There is always fear in Paradise.


A doctor lay awake in his bed. He was waiting for someone. Someone important. Mere days ago a man had come to him to enlighten him of the myth behind Paradise. He had told him that he, the doctor, was important too, in a grand scheme. What this was, the doctor did not know. He was a part of the system, albeit a significant piece, but nothing more. Yet his unexpected visitor had unsettled him and now that the bottle had been opened there was no replacing the cork.

He stood from his bed and moved to the window. It was night time, but it wasn't late. There were still people in the street. But for the first time looking at the street, he thought back to the words of his visitor, and he looked beyond. He looked hard. And with this new eye he saw a void, in the middle of the street that people were just avoiding like it was invisible. There, in that void, stood the man, being accosted by two wicked-looking strangers. The doctor grabbed his coat and ran out of his house and into the street, into the void that no one thought to enter. The strangers turned, and he saw them to be faceless, yet even so they seemed startled by the doctor's appearance, that he was seeing them at all.

There is no hiding in Paradise.

Words began to fill the doctor's mind that he himself had not thought and he knew it to be these faceless men.

"Turn back," they said, "Turn back and forget."

The doctor shook his head and replied out loud,

"There is no forgetting in Paradise."


The doctor instantly felt their true fear inside him as they dissipated into the wind, but he himself felt none of it in his bones.
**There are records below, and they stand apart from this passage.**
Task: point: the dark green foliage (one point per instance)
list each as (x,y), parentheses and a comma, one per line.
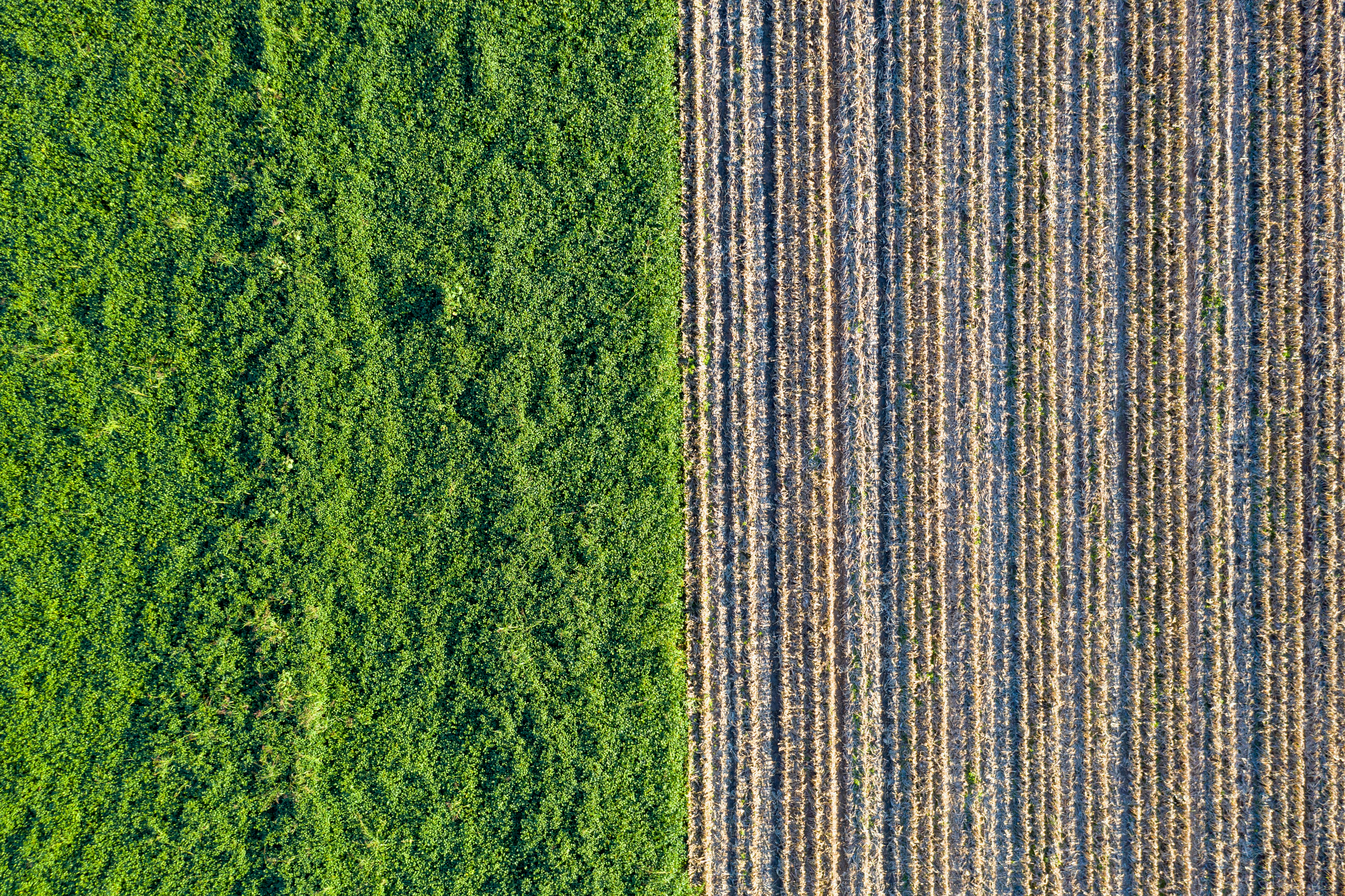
(339,448)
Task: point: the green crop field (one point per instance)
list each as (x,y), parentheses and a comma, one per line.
(339,448)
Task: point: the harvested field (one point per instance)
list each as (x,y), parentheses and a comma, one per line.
(1015,428)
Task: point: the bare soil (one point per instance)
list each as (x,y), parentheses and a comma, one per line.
(1016,420)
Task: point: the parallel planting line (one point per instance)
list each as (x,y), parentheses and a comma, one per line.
(1016,457)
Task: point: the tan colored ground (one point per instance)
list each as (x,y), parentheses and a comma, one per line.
(1013,341)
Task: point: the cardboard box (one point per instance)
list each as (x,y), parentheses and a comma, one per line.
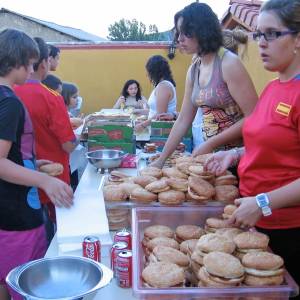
(160,143)
(111,133)
(126,147)
(163,129)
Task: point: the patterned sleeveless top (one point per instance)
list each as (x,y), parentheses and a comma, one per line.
(219,109)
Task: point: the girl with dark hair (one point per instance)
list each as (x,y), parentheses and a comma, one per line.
(269,164)
(217,83)
(163,98)
(131,97)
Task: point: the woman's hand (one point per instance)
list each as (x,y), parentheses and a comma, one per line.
(60,194)
(247,213)
(203,148)
(219,162)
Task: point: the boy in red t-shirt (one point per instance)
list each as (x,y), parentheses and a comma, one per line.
(54,136)
(22,232)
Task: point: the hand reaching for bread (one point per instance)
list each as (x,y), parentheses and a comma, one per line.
(60,194)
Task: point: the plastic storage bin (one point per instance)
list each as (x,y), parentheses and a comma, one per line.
(143,217)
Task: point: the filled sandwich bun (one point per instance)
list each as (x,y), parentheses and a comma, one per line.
(114,193)
(230,233)
(212,224)
(199,189)
(263,268)
(162,241)
(157,186)
(188,232)
(144,180)
(52,169)
(173,172)
(251,241)
(171,197)
(226,193)
(202,158)
(151,171)
(188,246)
(167,254)
(117,176)
(154,231)
(198,171)
(128,187)
(221,270)
(141,195)
(213,242)
(178,184)
(184,167)
(163,275)
(228,211)
(228,179)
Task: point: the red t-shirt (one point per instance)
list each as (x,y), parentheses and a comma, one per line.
(51,124)
(272,143)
He had purpose. He was enlightened.

There is only one purpose in Paradise.


Grayson collapsed onto the cobblestones. The doctor dropped to his side, checked him for a pulse, but before he could go further Grayson shot up again and clutched onto the doctor with every last inch of his life. He pulled the vial out of his pocket. Inside it was a bluish liquid.
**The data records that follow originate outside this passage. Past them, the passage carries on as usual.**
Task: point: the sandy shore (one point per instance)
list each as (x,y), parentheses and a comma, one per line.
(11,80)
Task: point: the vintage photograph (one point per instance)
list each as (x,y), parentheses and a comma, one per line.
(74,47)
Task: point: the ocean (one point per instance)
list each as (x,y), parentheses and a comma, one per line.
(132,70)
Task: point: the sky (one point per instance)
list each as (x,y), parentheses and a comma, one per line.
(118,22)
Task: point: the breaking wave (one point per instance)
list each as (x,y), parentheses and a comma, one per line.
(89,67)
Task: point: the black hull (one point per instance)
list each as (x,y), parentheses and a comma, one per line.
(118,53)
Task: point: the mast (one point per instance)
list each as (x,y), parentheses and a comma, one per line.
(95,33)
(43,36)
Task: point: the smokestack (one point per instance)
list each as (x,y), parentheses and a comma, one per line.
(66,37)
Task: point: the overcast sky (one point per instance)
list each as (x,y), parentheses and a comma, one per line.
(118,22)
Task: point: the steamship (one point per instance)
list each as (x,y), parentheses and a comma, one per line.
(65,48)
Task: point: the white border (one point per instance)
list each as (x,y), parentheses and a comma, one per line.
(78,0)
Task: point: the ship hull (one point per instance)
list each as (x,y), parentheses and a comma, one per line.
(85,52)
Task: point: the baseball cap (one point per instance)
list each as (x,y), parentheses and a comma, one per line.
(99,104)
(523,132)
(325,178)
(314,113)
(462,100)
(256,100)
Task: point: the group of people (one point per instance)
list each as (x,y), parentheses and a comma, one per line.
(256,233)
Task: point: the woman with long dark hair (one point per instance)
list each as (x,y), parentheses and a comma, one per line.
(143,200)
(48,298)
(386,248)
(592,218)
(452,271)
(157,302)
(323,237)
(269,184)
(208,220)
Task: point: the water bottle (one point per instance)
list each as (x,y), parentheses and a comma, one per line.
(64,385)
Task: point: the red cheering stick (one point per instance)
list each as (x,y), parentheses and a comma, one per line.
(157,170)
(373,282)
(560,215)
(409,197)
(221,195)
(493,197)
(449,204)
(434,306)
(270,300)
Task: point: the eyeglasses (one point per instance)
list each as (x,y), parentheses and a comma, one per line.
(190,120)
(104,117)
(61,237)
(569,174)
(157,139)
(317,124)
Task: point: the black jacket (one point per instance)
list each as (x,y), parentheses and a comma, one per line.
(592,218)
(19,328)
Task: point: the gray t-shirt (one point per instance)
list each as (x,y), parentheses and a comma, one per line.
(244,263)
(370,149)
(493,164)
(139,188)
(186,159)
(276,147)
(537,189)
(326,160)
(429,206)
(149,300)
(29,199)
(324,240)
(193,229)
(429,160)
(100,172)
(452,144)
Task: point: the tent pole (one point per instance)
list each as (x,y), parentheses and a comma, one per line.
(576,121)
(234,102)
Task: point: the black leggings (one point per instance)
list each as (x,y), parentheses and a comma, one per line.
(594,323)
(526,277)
He raised it up to the doctor and pushed it into the man's hand.

"Open the vial." He breathed as the life finally rushed from his body. The doctor wept for this man he hardly knew and lay his body back down upon the cobblestones. Though he cried, his sorrow quickly turned to hatred and he wrenched the cork from the vial.

There is no goodness in Paradise.


He watched as the bluish liquid flowed from the vial. Before a drop hit the ground, it burst into a gaseous form, filled with a multitude of beautiful colours. In a moment, the doctor felt hundreds of induced emotions. Wonder. Rage. Terror. Anxiety. To name a few of the many coursing through his very being as the contents of the vial expanded and enveloped first the doctor, then the street, and then Paradise.

There are no secrets in paradise.


Harrow watched the events unfold from the great window of his apartment in the Grand Light Building. Helpless. He felt the building shake as it began to collapse, and the faceless men appeared once more before him.

He turned to the faceless men. True fear glistening in his wide eyes.

"What has he done?" he asked them. Like the others, the words of the creatures formed in Harrow's mind.

"Not him," they spoke, "but another."

"No." Harrow said softly. "There are no others in Paradise."

The faceless men closed in on Harrow as he collapsed to the ground. He closed his eyes so as not to witness the horror of their faces splitting open as giant mouths formed, lined with razor teeth, and they began to slowly consume him.


In that instant he woke up.

But there are no dreams in Paradise.